Starter Packs #3: Música Electrónica/Ambient

/ noviembre 22, 2021/ Destacados, Recomendaciones

Siguiendo con esta sección en Nuevas Frecuencias, esta vez toca recomendar álbumes con los que adentrarnos en territorios desconocidos por muchos y repudiados por otros. Comenzamos aquí la: Guía de introducción a la música electrónica. Primera parada: Ambient.

Quizá alguna vez os hayáis interesado en la música electrónica o quizás no, pero casi seguro que os ha pasado alguna vez que la asociáis simplemente a ruido. Quizás también tenéis la imagen de una discoteca en la que la gente mueve la cabeza a ritmo de techno o algo que entendéis como tal, cargados de diversas sustancias. Bueno, todos esos prejuicios los tenía yo hasta que descubrí cuan equivocado estaba. Pero no os voy a engañar, el camino fue muy duro. Estamos acostumbrados a ciertos estilos de música, instrumentos, patrones, etc, que cuando te cambia todo eso te erizas como un perro a punto de atacar. Y es más, si sientes algo de curiosidad y te da por buscar en Google ‘mejores artistas electrónicos’ (o algo parecido) en algún momento llegarás a Aphex Twin y probablemente te explote la cabeza, lo cual no ayuda.

Por ello, la premisa de este artículo será seleccionar una serie de álbumes de diferentes subgéneros, que sean lo suficientemente accesibles (que no simples) para gente no conocedora de todo lo que la música electrónica ofrece. Y por supuesto os deje con ganas de explorar más.

1. AMBIENT

¿Cómo definir este subgénero?. Creo que la mejor definición posible vendría a ser aquella que utiliza Steven Wilson cada vez que habla del gran ‘Zeit’ de Tangerine Dream:

Para mí [es] el original y mejor álbum de ambient, años antes de que existiera la noción de música «ambient». Es una música sin melodía, ni ritmo, ni estructura, pero escucharla es como llenar la habitación del más bello y misterioso perfume. O como estar suspendido en el vacío.

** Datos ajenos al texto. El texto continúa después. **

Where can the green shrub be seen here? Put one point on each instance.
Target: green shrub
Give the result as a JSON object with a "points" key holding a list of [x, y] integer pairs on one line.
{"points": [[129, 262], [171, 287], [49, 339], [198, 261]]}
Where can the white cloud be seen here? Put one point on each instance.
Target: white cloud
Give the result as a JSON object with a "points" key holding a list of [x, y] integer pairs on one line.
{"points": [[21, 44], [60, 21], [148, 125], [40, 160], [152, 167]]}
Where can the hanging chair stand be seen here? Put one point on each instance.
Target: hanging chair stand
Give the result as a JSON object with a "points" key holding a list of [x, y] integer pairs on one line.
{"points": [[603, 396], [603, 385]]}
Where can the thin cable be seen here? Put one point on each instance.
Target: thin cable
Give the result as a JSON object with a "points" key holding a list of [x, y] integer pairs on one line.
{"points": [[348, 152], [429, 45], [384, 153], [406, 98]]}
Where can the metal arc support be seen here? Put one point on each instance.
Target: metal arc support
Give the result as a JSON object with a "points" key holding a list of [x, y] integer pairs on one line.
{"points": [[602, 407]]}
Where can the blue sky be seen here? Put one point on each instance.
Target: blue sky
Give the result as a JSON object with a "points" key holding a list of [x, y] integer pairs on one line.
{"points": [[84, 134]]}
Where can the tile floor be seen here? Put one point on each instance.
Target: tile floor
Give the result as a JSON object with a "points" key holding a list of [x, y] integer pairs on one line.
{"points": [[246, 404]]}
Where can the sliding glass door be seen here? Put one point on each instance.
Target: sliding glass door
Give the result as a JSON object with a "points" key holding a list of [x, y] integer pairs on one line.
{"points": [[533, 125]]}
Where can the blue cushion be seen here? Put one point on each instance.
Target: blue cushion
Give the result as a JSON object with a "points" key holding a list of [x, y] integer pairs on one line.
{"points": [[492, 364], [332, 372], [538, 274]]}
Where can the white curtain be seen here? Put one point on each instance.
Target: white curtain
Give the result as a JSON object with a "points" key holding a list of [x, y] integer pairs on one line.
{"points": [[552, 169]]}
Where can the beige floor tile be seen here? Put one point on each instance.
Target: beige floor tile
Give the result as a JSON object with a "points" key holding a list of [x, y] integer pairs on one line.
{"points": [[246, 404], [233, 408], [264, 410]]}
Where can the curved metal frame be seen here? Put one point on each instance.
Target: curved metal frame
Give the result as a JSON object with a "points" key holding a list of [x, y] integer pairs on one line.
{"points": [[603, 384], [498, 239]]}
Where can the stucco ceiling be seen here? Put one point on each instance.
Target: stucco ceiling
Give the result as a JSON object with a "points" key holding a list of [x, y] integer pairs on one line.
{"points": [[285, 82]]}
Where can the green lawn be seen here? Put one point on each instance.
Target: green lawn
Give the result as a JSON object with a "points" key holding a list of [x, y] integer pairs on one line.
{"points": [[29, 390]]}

1.1 TANGERINE DREAM – Zeit (1972)

Creo que con las palabras de Steven Wilson queda bien definido lo que es este álbum, pero por si aún queda alguna duda voy a intentar explicarlo. ‘Zeit’ se estructura en cuatro canciones de una duración media de unos 19 minutos en las que se entremezclan varias secciones. Vamos, algo parecido a lo que sucede en canciones de larga duración como ‘Supper´s Ready’ de Genesis o ‘Jesus of Suburbia’ de Green Day, en las que cada una de las secciones que contienen dan paso a la siguiente. Aquí sí, también están subdivididas en secciones, pero la diferencia es que cada una se mezcla con la siguiente de manera más gradual. Ninguna de ellas tiene una estructura rítmica definida, pero no os alarméis, lo que consiguen con esto (además en canciones tan largas) no es crear algo plano y aburrido. Crean algo hipnótico. Los violonchelos y los sintetizadores se mezclan de manera perfecta en un álbum único en la discografía de la banda. A partir de ahí tomaron un camino más melódico, pero de eso hablaremos en otra ocasión.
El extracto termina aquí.